Cultus Artem debuts pearl and diamond necklace at Couture, inspired by the Milky Way
Cultus Artem turned Tahitian pearls into structural punctuation at Couture, where its 39-carat River of Heaven necklace signaled a darker pearl market.

Pearls looked anything but polite at Couture’s Design Atelier, where Cultus Artem introduced River of Heaven, a necklace that used 26 salt-and-pepper diamonds and Tahitian pearls to turn the pearl into a pause rather than the punchline. Totalling more than 39 carats across its 26 diamond charms, the piece sat firmly in the moodier end of high jewelry, the kind of composition that suggests buyers are moving toward pearls with edge, movement and a stronger point of view.

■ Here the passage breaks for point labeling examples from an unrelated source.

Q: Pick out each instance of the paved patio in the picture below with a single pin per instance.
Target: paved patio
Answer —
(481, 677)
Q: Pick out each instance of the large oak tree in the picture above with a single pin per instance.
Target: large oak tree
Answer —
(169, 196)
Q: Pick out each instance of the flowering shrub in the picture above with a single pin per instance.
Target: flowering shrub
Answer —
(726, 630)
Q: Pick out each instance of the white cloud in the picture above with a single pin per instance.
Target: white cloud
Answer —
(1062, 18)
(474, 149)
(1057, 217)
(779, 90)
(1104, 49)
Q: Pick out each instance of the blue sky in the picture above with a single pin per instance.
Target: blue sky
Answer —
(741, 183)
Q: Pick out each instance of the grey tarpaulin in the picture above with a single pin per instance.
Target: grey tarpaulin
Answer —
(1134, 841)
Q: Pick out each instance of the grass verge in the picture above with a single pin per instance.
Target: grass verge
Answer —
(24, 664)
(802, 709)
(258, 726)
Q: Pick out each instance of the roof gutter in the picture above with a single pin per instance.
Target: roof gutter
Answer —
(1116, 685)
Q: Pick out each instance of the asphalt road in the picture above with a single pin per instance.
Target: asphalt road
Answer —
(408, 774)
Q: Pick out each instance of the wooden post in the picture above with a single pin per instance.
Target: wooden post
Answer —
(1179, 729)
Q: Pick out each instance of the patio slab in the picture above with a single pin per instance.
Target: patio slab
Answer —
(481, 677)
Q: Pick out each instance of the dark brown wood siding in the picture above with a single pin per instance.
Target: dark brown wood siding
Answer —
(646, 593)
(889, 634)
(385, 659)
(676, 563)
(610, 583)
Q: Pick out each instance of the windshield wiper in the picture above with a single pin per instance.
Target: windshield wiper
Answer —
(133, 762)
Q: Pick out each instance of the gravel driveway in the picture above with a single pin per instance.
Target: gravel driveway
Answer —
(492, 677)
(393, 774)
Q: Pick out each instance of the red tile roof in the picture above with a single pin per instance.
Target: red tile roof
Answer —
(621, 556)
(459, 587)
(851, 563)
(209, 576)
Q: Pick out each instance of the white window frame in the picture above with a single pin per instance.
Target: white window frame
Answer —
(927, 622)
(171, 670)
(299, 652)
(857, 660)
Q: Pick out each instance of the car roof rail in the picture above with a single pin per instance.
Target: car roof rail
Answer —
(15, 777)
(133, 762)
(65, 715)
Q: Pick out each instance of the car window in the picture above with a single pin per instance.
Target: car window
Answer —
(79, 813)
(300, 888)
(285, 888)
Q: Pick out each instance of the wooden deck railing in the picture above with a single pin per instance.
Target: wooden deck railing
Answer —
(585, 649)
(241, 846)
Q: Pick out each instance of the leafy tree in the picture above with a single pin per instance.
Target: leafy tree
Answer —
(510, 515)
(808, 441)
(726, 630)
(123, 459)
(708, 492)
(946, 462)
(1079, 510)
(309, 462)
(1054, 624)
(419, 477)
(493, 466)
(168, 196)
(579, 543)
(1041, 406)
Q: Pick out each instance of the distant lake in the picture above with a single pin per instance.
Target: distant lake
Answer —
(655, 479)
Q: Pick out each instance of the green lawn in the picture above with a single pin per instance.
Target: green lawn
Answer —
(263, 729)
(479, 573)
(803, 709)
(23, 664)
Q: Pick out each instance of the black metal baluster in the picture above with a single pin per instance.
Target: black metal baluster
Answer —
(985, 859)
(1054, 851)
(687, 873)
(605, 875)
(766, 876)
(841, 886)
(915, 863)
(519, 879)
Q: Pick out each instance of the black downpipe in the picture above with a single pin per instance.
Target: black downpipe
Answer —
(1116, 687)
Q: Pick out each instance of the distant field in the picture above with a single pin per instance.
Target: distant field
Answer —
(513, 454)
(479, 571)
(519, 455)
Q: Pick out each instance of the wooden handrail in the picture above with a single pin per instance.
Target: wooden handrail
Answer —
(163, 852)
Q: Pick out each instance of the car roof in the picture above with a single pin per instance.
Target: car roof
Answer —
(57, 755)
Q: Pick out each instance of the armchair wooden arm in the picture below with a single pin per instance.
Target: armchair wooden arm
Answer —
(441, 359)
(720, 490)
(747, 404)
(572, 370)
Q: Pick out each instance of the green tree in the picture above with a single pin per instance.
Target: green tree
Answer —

Holly Tupper built the necklace around a celestial romance, tying it to the Chinese legend of the Cowherd and Weaver Girl. In Cultus Artem’s telling, the diamonds in 18k gold cascade through the pearls like the Milky Way, a framing that makes the piece feel less like a strand and more like a constellation in motion. Tupper said, “I’ve always been fascinated by the more unusual diamond.” That preference shows in the stones themselves, where the salt-and-pepper material brings grain, contrast and a less polished kind of beauty to a category long associated with symmetry and restraint.

The Couture debut mattered because Design Atelier is built as a proving ground for emerging names, and this year’s class included 17 new brands at Wynn Las Vegas from May 27 to 31. Cultus Artem showed at Booth #DA27, with appointments handled by Devon Head, placing the necklace directly in front of the buyers who use the fair to gauge what will matter next in salons and private collections. The real market signal is not simply that pearls are present again, but that they are being cast in darker, more architectural forms that read as statement pieces rather than conservative accessories.
Cultus Artem’s own history gives the necklace additional weight. The company was established in Singapore in the 1990s, rebranded in 2015 and now spans fine jewelry, luxury fragrance, skincare and a recently launched home collection. Tupper, who is based in San Antonio, Texas, has built a language that draws on years abroad, a creative life shaped in Singapore and a lasting interest in materials, nature and handcraft. River of Heaven suggests the next pearl cycle may belong to pieces that feel sculptural, nocturnal and a little off-center, with Tahitian pearls serving as structure, not decoration.